Charlotte Jauch, Carolin Schmidt und Rebecca Egeling legen in Comeback ihre seismografische, gleichsam autobiografisch wie gesellschaftskritisch motivierte Abrechnung in einer erstaunlichen Fülle an Spiellaune dar. Schon nach wenigen Minuten fühlt man sich an die besten Seiten und Zeiten sogenannter Kleinkunst erinnert, und o Wunder, man braucht sie für die daraufflogende Stunde gar nicht wieder zu verlassen. Mit jedem Moment der kurzweiligen Performance reift die Gewissheit heran, einem Feuerwerk von Geist und Sinnlichkeit beizuwohnen. Mehr noch: Am Fuße eines wild schwankenden, schließlich umstürzenden Fasses intelligenten Humors zu stehen – das wissen wir –, ist weder im Komödienstadl noch in den Tempeln der Erleuchteten die Regel, sondern die Ausnahme.

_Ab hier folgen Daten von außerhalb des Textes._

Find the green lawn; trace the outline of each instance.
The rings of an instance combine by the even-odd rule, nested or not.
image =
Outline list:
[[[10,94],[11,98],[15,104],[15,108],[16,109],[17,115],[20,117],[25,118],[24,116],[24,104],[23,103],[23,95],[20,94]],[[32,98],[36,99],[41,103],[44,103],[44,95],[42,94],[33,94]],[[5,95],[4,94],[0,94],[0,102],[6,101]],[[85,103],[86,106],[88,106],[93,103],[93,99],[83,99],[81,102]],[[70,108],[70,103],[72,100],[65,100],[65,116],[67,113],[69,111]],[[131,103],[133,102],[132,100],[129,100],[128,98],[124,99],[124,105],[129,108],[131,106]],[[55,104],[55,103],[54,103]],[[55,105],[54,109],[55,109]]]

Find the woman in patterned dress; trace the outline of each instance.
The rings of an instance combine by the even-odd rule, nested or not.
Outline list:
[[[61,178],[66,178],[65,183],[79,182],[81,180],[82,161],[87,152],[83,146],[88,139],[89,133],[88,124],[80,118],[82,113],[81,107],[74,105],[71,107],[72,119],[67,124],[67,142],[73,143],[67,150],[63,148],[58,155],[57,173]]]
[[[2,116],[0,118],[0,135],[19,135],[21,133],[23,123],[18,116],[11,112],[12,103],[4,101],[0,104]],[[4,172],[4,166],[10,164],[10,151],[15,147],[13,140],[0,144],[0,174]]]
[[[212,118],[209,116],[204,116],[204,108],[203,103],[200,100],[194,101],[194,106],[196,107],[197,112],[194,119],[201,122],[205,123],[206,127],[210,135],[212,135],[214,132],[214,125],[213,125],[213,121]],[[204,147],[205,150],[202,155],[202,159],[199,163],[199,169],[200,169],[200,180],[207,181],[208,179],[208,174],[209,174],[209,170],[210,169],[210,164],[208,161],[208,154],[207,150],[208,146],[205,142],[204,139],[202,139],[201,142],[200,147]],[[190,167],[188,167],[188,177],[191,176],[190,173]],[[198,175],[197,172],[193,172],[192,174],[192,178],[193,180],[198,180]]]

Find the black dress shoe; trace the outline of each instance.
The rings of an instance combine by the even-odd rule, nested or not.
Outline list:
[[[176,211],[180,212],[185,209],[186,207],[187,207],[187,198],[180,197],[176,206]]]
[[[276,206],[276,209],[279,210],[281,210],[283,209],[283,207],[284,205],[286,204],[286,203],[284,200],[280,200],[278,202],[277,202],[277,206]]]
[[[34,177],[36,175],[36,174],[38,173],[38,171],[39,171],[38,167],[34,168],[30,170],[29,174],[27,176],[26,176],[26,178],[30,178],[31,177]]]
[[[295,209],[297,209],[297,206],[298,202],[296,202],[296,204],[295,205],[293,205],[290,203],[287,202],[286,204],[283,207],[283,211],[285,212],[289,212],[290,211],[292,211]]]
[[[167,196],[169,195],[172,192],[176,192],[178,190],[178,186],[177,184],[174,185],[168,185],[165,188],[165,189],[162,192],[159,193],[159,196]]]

Ebendiese Ausnahmeerscheinung verkörpern alle drei Bühnenkünstlerinnen in einer Vielzahl schneller Momente, vor allem aber in den entschleunigten, während derer die Köpfe der Zuschauer weiterführende Assoziationen zusammenreimen, welche dann zu Tränen gerührt von den Kinnladen tropfen. Ambivalenzen in Inhalt und Ästhetik zu erzeugen, gehört meines Erachtens nach zu den Meisterstücken jedweder Kunstdarstellung. Selten gerät eine ironische Auseinandersetzung dabei so erbaulich wie in Comeback, und dies Gelingen erinnert an Phänomene wie Cora Frost, die es verstehen, ihrer Glücksbegabung stellvertretend für ihr Publikum freien Lauf zu lassen und jede Höhe zu gewinnen, ohne sich niederer Instinkte zu bedienen oder den Boden unter den Füßen zu verlieren.

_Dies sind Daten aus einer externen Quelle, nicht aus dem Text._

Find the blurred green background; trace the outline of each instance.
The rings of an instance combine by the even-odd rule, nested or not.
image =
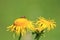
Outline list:
[[[30,20],[36,20],[43,16],[56,21],[57,27],[40,40],[60,40],[60,0],[0,0],[0,40],[13,39],[11,32],[6,27],[11,25],[16,18],[26,16]],[[33,36],[27,34],[23,40],[33,40]]]

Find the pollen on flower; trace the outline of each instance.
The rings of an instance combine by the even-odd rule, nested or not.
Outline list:
[[[26,33],[26,29],[33,30],[32,21],[26,18],[18,18],[14,23],[8,27],[9,30],[15,32],[16,34],[21,34],[22,36]]]

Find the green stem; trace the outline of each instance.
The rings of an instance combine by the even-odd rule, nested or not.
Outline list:
[[[21,40],[21,34],[20,34],[20,36],[19,36],[18,40]]]

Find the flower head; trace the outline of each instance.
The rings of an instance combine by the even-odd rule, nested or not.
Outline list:
[[[16,19],[14,23],[8,27],[8,30],[16,34],[21,34],[22,36],[26,33],[27,29],[34,31],[33,23],[24,17]]]

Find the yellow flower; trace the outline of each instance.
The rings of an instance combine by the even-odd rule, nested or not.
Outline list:
[[[8,27],[8,30],[15,32],[16,34],[21,34],[22,36],[26,33],[27,29],[32,31],[35,30],[33,23],[26,18],[18,18]]]
[[[44,29],[47,29],[49,31],[50,29],[54,29],[54,27],[56,27],[56,22],[54,22],[54,20],[46,20],[43,17],[40,17],[36,24],[38,25],[36,29],[39,31],[42,31]]]

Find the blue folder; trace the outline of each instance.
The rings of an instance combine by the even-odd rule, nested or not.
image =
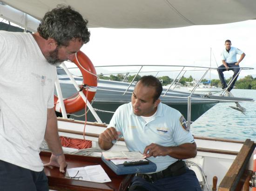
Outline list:
[[[118,175],[154,172],[156,170],[156,165],[150,160],[148,160],[149,164],[147,165],[125,166],[122,164],[115,165],[111,160],[105,159],[102,155],[101,155],[101,159]]]

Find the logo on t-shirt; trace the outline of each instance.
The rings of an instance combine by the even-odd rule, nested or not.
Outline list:
[[[52,80],[50,78],[47,78],[46,76],[40,75],[40,74],[35,74],[34,72],[31,72],[31,74],[34,76],[36,78],[40,79],[41,80],[41,86],[43,86],[46,85],[47,81],[48,81],[49,83],[52,82]]]
[[[168,129],[164,127],[156,127],[158,134],[163,135],[168,132]]]
[[[181,125],[182,125],[183,128],[186,131],[189,132],[190,128],[189,126],[188,126],[187,121],[186,121],[185,117],[184,117],[183,115],[182,115],[182,116],[180,118],[180,122],[181,122]]]

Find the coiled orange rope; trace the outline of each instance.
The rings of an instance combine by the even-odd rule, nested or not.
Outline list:
[[[92,141],[78,139],[69,138],[65,137],[60,137],[61,145],[65,147],[74,148],[78,149],[91,148]]]
[[[83,137],[84,139],[69,138],[66,137],[61,136],[60,139],[61,145],[66,147],[74,148],[78,149],[83,149],[85,148],[91,148],[92,147],[92,141],[86,140],[85,138],[85,127],[86,122],[87,121],[87,114],[86,113],[86,108],[87,107],[87,96],[88,93],[88,87],[87,87],[86,94],[86,102],[85,102],[85,122],[84,126]]]

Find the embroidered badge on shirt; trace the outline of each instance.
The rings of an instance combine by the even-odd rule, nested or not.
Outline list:
[[[163,135],[168,132],[168,129],[166,128],[157,128],[156,131],[158,134]]]
[[[182,115],[180,118],[180,122],[181,122],[181,125],[182,125],[183,128],[186,131],[189,132],[190,128],[188,126],[187,121],[186,121],[185,117],[184,117],[183,115]]]

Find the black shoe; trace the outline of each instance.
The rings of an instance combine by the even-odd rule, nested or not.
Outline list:
[[[227,88],[227,87],[228,87],[228,86],[226,84],[226,85],[222,85],[222,89],[224,89],[226,88]]]

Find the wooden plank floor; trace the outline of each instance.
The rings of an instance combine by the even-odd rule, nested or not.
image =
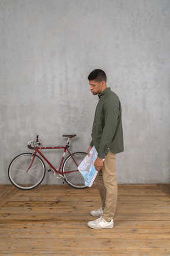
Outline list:
[[[0,255],[170,255],[170,186],[119,185],[110,229],[92,229],[100,207],[94,185],[0,185]]]

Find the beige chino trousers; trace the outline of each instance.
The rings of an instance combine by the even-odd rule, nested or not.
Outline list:
[[[110,222],[115,214],[117,200],[116,155],[111,151],[106,155],[95,181],[104,210],[103,217]]]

Die virtuosen Wechsel zwischen tief empfundener Sehnsuchtsperformanz, herzhafter Persiflage und bissiger Satire verrühren Comeback zu einer überraschend schmackhaften und dabei nachhaltig nährwerten Ingrediens im manchmal bitteren Brei des Daseins. Und nicht erst während des ironischen Phrasendreschens, dem neben allerlei bekannten Werbesprüchen auch so manche Volksweise zum Opfer fällt, gemahnt sich Widerstand. Mehr noch: Comeback wartet mit veritabler Revolutionsfantasie auf. Der „revolutionären Vision von Tanz“ möchte man auf der Stelle Folge leisten, nicht allein deshalb, weil Carolin Schmidt sie im wohligen Klang ihrer betörenden Stimme vorstellt. Denn befreiten wir uns aller Verspannungen und lenkten sie in die Regung unserer Glieder – ob nun selbstchoreografiert oder spastisch –, dann „wäre die Welt ein großes Tanzfest“ und sicher auch ein Ort unkontrollierter Bewegungen, welche jedes Begehr des munter anwachsenden Überwachungsstaates zur Farce machte.
Die Künstlerinnen jedenfalls ließen auch dieser Sehnsuchtsthese umgehend Praxis folgen. Das geneigte Publikum bedankte alle Überzeugungstat mit „Bravo“ und tosendem Applaus.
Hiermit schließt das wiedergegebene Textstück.